In an interview with Al Jazeera on Wednesday, Erdogan asked, “Who are the Hashd al-Shaabi? Who is backing them? The Iraqi parliament supports Hashd al-Shaabi, but, honestly, they are a terrorist organization and should be known who stands behind it.”
He said he believes Iran’s support for the Shiite force is part of a “Persian expansion policy.”
Iraqi Prime Minister Haider al-Abadi’s media office issued a statement Thursday evening expressing “surprise” at Erdogan’s comments, saying it was unacceptable for the Turkish leader to weigh in on an internal matter.
The Shiite Hashd al-Shaabi, who are backed by Iran, were brought under Iraqi government control late last year. They have been accused of carrying out human rights violations, particularly in the battle for Fallujah in 2016.
“This force has its allegiance to Iraq and its people, and not any other state. It follows the orders of the commander-in-chief of the armed forces,” the statement from Abadi’s office read.

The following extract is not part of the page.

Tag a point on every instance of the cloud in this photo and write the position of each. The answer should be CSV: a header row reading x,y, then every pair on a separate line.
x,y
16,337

It added that Hashd al-Shaabi is a recognized force by law and has achieved many battlefield victories in the fight against ISIS.
“Iraq repeats its calls to the neighboring friendly countries to not interfere in its internal affairs.”
Turkish leaders have repeatedly spoken against the involvement of the Shiite force in military operations to oust ISIS from Sunni-majority cities like Mosul and Turkmen-majority centres like Tal Afar, west of Mosul.
Baghdad and Ankara have had strained relations over Turkish army presence north of Mosul where they have trained Sunni and Peshmerga forces involved in the war against ISIS. Iraqi leaders have demanded Ankara withdraw its forces from Iraq and respect the country’s sovereignty.
Turkish Prime Minister Binali Yildirim visited Baghdad in January to try and patch up relations. “Iraq’s sovereignty is very important to us,” Yildirim said in a joint press conference with Abadi after their meeting. He described Turkey’s military presence in northern Iraq as “not arbitrary, but a necessity.”
While relations between Baghdad and Ankara are strained, Iraq’s Foreign Ministry thanked Iran for its support when receiving the credentials of Tehran’s new ambassador to its neighbour on Wednesday.
Iraqi Minister of Foreign Affairs Ibrahim al-Jaafari “expressed the ministry’s readiness to provide every possible support for the Iranian diplomatic mission in order to increase the volume of cooperation and coordination in various fields, expressing gratitude for Iran’s humanitarian, service and security support in the fight against the terrorist gangs of Da’esh [ISIS],” read a statement from the ministry.
Iran’s new ambassador to Iraq is Iraj Masjedi, a senior advisor to Quds commander Qasem Soleimani.